Executive Director of ERA, Nnimmo Bassey, who was speaking in an on-line interview with our correspondent yesterday also claimed that thousands of barrels of produced water and drilling mud are dumped into the waterways and lands of the Niger Delta. ''These portend very serious violations and expose the people and environment to severe harm'', he said.
''Apart from oil and gas'', he went on, ''mining has left serious footprints in the Nigerian environment. The abandoned tin mines of Jos, Plateau State, stand as stark reminders of the hazardous nature of extractive activities. Tailings and toxic wastes are still left unattended to''.
According to the ERA chief, ''the extractive of building materials may appear benign, but blasting of rocks in the Federal Capital Territory (Abuja) and limestone in Ebonyi State are known to have impacted negatively on rural environments – dusts, cracked buildings, etc. Ragged rocks in the Abuja environments have jeopardised the lives of both man and beast''.
Continuing, he said, ''coastal erosion is a major challenge in the South. This problem is aggravated by sea level rise. In some areas canalisation and movements of heavy machineries and vessels compound coastal erosion.
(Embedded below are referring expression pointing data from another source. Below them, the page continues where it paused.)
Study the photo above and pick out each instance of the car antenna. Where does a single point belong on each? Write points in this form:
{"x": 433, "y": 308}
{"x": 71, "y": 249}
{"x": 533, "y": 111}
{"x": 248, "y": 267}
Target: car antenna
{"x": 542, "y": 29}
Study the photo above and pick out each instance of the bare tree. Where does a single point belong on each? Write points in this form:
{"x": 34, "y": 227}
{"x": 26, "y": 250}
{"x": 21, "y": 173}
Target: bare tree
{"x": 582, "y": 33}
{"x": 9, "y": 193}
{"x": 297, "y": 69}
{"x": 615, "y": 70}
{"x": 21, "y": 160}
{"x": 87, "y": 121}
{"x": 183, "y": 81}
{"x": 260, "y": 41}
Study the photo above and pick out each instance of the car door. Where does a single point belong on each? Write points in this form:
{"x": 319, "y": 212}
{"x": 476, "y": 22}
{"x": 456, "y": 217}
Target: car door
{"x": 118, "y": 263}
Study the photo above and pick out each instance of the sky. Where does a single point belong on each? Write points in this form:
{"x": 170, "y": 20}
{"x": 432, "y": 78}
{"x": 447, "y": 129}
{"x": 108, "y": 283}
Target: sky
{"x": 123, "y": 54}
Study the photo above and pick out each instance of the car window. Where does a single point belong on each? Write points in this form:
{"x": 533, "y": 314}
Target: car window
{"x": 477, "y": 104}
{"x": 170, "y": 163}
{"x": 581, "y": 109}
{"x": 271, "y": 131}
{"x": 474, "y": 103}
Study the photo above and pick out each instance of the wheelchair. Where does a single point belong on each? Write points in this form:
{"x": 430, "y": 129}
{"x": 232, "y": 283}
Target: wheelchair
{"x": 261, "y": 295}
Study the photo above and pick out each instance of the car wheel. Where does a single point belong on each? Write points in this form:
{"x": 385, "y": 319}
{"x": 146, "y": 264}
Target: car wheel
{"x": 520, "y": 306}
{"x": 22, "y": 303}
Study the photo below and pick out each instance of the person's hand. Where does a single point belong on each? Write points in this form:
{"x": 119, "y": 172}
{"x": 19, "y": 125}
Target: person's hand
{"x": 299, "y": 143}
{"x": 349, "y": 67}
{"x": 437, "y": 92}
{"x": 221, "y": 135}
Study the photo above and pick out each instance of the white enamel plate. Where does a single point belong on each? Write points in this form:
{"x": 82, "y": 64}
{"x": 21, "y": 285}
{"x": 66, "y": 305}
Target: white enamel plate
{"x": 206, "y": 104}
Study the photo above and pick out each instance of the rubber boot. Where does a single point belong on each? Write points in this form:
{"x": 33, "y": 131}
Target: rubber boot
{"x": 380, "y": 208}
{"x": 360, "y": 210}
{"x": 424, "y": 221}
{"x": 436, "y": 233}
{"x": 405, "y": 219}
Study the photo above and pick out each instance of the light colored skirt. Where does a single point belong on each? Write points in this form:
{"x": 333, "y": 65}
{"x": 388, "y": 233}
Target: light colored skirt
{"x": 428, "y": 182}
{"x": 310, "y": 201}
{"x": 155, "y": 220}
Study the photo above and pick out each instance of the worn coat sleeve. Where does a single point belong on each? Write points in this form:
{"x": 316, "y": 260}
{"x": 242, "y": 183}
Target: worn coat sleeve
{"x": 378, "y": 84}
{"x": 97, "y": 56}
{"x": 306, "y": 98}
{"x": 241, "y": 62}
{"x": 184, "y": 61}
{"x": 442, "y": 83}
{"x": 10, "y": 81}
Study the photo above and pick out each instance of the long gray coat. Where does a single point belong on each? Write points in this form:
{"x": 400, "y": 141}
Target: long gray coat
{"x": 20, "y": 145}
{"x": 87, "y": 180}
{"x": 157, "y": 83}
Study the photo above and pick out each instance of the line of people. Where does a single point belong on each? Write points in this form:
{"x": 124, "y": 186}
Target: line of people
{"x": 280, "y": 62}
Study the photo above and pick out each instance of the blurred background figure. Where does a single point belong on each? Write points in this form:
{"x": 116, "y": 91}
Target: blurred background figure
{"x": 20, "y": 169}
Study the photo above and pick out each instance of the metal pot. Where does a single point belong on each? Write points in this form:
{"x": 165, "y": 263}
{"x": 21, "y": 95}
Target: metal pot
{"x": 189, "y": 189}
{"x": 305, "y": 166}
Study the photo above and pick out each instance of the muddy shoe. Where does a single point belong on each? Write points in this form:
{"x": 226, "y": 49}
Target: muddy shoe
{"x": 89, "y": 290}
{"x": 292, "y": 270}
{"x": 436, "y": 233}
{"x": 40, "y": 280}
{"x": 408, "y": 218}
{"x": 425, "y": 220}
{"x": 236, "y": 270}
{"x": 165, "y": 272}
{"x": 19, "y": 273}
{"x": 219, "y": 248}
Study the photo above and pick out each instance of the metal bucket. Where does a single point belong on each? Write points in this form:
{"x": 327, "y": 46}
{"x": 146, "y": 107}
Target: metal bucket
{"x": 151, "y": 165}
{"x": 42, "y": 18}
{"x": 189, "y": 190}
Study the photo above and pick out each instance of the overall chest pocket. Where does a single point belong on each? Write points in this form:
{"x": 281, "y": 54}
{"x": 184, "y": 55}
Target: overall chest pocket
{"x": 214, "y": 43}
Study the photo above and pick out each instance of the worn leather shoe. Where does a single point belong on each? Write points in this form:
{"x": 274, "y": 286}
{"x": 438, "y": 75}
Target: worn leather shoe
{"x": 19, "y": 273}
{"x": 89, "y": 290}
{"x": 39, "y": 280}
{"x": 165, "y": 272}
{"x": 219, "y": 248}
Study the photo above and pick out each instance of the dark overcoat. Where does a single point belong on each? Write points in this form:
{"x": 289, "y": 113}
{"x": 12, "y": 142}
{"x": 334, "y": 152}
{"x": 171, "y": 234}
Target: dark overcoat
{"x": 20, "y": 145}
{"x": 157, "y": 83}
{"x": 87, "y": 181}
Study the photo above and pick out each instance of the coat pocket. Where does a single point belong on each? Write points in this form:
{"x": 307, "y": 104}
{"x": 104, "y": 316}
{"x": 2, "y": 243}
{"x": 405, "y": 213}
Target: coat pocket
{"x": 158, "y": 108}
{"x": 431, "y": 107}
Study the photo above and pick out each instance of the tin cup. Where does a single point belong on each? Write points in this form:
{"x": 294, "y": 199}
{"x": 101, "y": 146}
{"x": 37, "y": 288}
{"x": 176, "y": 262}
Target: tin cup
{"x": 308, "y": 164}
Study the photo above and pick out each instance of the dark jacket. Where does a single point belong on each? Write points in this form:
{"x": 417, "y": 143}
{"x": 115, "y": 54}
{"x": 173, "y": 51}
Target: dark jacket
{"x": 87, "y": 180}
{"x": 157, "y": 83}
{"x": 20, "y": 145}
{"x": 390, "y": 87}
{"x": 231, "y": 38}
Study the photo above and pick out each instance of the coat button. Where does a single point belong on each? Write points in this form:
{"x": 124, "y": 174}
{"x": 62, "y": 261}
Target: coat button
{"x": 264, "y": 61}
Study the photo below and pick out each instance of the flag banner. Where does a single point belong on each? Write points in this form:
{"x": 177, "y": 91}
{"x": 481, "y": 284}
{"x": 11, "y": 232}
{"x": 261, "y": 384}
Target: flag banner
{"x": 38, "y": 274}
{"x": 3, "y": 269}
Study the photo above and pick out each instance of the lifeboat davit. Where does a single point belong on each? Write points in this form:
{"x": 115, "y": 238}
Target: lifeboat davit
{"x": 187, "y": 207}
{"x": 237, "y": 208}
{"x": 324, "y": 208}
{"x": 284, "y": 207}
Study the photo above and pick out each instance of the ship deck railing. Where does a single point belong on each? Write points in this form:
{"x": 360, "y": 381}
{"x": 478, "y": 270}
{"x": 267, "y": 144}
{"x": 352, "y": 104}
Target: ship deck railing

''In the East, gully erosion has become a nightmare to many communities. The earth literally opens its mouth eating up land and swallowing houses. It is estimated by the federal ministry of agriculture estimates that 35 million tonnes of soil are washed away by erosion annually in Nigeria, mostly by gully erosion in the southeast, where the rain forests were most severely depleted in the last three decades.
''Between 1981-1994 Nigeria has been said to have lost 3.7 million hectares of forest and farmlands to erosion and other forms of soil degradation. About 285,000 Km2, or just under a third of Nigeria's land area has been lost to this phenomenon over the past three decades.
"The situation is not only dangerous for agriculture in terms of lost farmland, there is also the threat of significant but adverse changes in weather and the soil system,"
Bassey said as pressure on land intensifies, ''communal conflicts also rise. Many environmentalists believe that the only chance of averting the looming disaster lies with halting the process of deforestation and reclaiming the land already lost. … along with its reforestation measures, announced that stiff penalties will be imposed for bush burning, which often not only depletes vegetation, but also kills off the soil's nutrients, weakens its elasticity and diminishes its capacity to resist erosion''.